Quantitative phosphoproteomics of vasopressin-sensitive renal cells: regulation of aquaporin-2 phosphorylation at two sites

Abstract

Protein phosphorylation plays a key role in vasopressin signaling in the renal-collecting duct. Large-scale identification and quantification of phosphorylation events triggered by vasopressin is desirable to gain a comprehensive systems-level understanding of this process. We carried out phosphoproteomic analysis of rat inner medullary collecting duct cells by using a combination of phosphopeptide enrichment by immobilized metal affinity chromatography and phosphorylation site identification by liquid chromatography-mass spectrometry(n) neutral loss scanning. A total of 714 phosphorylation sites on 223 unique phosphoproteins were identified from inner medullary collecting duct samples treated short-term with either calyculin A or vasopressin. A number of proteins involved in cytoskeletal reorganization, vesicle trafficking, and transcriptional regulation were identified. Previously unidentified phosphorylation sites were found for membrane proteins essential to collecting duct physiology, including eight sites among aquaporin-2 (AQP2), aquaporin-4, and urea transporter isoforms A1 and A3. Through label-free quantification of phosphopeptides, we identified a number of proteins that significantly changed phosphorylation state in response to short-term vasopressin treatment: AQP2, Bclaf1, LRRC47, Rgl3, and SAFB2. In the presence of vasopressin, AQP2 monophosphorylated at S256 and diphosphorylated AQP2 (pS256/261) increased in abundance, whereas AQP2 monophosphorylated at S261 decreased, raising the possibility that both sites are involved in vasopressin-dependent AQP2 trafficking.

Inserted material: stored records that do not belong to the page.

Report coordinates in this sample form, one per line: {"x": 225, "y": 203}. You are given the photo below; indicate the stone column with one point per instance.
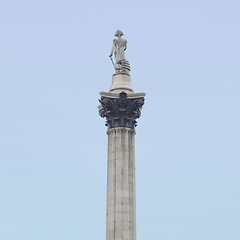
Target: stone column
{"x": 121, "y": 107}
{"x": 121, "y": 199}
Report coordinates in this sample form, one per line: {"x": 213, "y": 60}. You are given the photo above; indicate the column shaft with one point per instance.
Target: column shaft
{"x": 121, "y": 199}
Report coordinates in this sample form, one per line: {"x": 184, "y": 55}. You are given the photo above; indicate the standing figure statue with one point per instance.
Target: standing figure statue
{"x": 121, "y": 65}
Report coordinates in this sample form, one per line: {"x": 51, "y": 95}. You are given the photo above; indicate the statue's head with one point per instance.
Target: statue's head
{"x": 118, "y": 33}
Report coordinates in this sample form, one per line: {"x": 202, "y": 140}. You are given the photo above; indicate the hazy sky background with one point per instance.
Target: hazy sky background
{"x": 53, "y": 145}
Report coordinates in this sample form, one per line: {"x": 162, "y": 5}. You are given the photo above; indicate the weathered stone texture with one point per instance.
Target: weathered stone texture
{"x": 121, "y": 199}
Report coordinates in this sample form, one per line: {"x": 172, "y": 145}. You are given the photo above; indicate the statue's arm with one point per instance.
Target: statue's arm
{"x": 112, "y": 49}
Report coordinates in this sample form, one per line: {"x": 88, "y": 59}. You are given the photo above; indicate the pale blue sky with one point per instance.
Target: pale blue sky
{"x": 53, "y": 62}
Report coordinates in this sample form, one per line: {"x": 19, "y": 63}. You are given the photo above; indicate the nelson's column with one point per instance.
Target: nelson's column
{"x": 121, "y": 107}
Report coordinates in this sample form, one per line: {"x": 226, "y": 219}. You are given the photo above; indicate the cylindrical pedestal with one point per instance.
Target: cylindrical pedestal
{"x": 120, "y": 83}
{"x": 121, "y": 199}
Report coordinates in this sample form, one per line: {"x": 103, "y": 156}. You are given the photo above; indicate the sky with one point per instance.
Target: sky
{"x": 53, "y": 145}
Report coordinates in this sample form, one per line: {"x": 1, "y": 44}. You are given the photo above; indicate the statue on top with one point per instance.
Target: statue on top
{"x": 121, "y": 64}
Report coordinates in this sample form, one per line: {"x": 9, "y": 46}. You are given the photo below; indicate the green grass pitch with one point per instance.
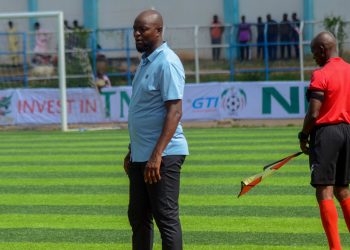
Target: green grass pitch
{"x": 63, "y": 191}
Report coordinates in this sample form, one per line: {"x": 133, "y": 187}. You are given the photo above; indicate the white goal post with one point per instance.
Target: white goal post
{"x": 60, "y": 53}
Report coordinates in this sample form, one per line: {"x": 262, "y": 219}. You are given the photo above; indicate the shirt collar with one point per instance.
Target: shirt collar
{"x": 154, "y": 54}
{"x": 334, "y": 59}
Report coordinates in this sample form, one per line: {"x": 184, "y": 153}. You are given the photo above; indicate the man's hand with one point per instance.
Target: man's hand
{"x": 127, "y": 162}
{"x": 152, "y": 169}
{"x": 304, "y": 142}
{"x": 304, "y": 146}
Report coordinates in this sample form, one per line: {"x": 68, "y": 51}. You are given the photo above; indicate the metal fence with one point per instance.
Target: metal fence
{"x": 27, "y": 67}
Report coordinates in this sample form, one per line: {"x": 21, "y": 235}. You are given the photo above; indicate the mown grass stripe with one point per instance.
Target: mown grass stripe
{"x": 103, "y": 151}
{"x": 97, "y": 162}
{"x": 290, "y": 168}
{"x": 234, "y": 181}
{"x": 204, "y": 238}
{"x": 213, "y": 211}
{"x": 185, "y": 200}
{"x": 191, "y": 223}
{"x": 123, "y": 189}
{"x": 120, "y": 173}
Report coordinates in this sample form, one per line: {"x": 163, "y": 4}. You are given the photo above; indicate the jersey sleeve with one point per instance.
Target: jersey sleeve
{"x": 318, "y": 81}
{"x": 172, "y": 82}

This study reveals the practicality of liquid chromatography-mass spectrometry(n) neutral loss scanning for large-scale identification and quantification of protein phosphorylation in the analysis of cell signaling in a native mammalian system.

Fig. 1.

Experimental approach. (A) Rat IMCD protein samples were digested with trypsin, followed by separation by strong cation exchange (SCX) chromatography. Phosphorylated peptides were enriched from total peptides by using IMAC. (B) Phosphopeptide samples were analyzed by LC-MSⁿ neutral loss scanning in which fragmentation of the phosphopeptide resulted in loss of phosphoric acid (−98 Da; neutral loss peak) from the full MS (parent ion) scan. This neutral loss peak was selected for further fragmentation and peptide identification in the MS³ spectrum.

Fig. 2.

Identification and confirmation of phosphorylation sites using LC-MSⁿ neutral loss scanning. (A) Confirmation of AQP2 phosphorylation on S256 (∗) from an MS³ spectrum (Left). Arrows indicate specific peaks in the mass spectrum that aided in distinguishing the actual site of phosphorylation from other potential sites. Confirmation of phosphorylation on S256 as well as identification of a new site, S261, for a doubly phosphorylated AQP2 peptide from an MS⁴ spectrum (Right). (B) Comparison of different MS levels for Rho GTPase activating protein 24, a phosphoprotein that was identified solely on the quality of its MS⁴ spectrum. In both A and B, asterisks indicate residues that were phosphorylated in the full MS scan but subsequently underwent neutral loss leaving a modified original residue mass without water (−18 Da).

Fig. 3.

Quantification of AQP2 phosphorylation in response to short-term dDAVP treatment by immunoblotting. (A) IMCD suspensions treated with dDAVP (10⁻⁹ M) or without (control) for 10 min. Immunoblots were probed by using a phosphospecific AQP2 antibody that recognizes phosphorylated S256. (B) Phosphorylated AQP2 levels were significantly increased with dDAVP treatment (dDAVP 237 ± 31.4% vs. control 100 ± 21.5%; ∗, P < 0.05).

Fig. 4.

MS quantification of AQP2 phosphorylation in response to dDAVP treatment. (A) Aligned chromatogram plots of overall peptide abundance for AQP2 phosphorylated at both S256 and S261. Retention time in minutes (x axis) and intensity (y axes). The doubly phosphorylated AQP2 peptide increased an average of 2.67-fold with dDAVP treatment. Values were calculated by using the “area under the curve” between the two cutoff lines (dashed lines). (B) Targeted ion selection (TIS) analysis of singly phosphorylated AQP2 peptides. Labeled peaks corresponding to either pS261 (▾) or pS256 (▿) indicate spectra that were confirmed by manual validation. Max, maximum peak intensity.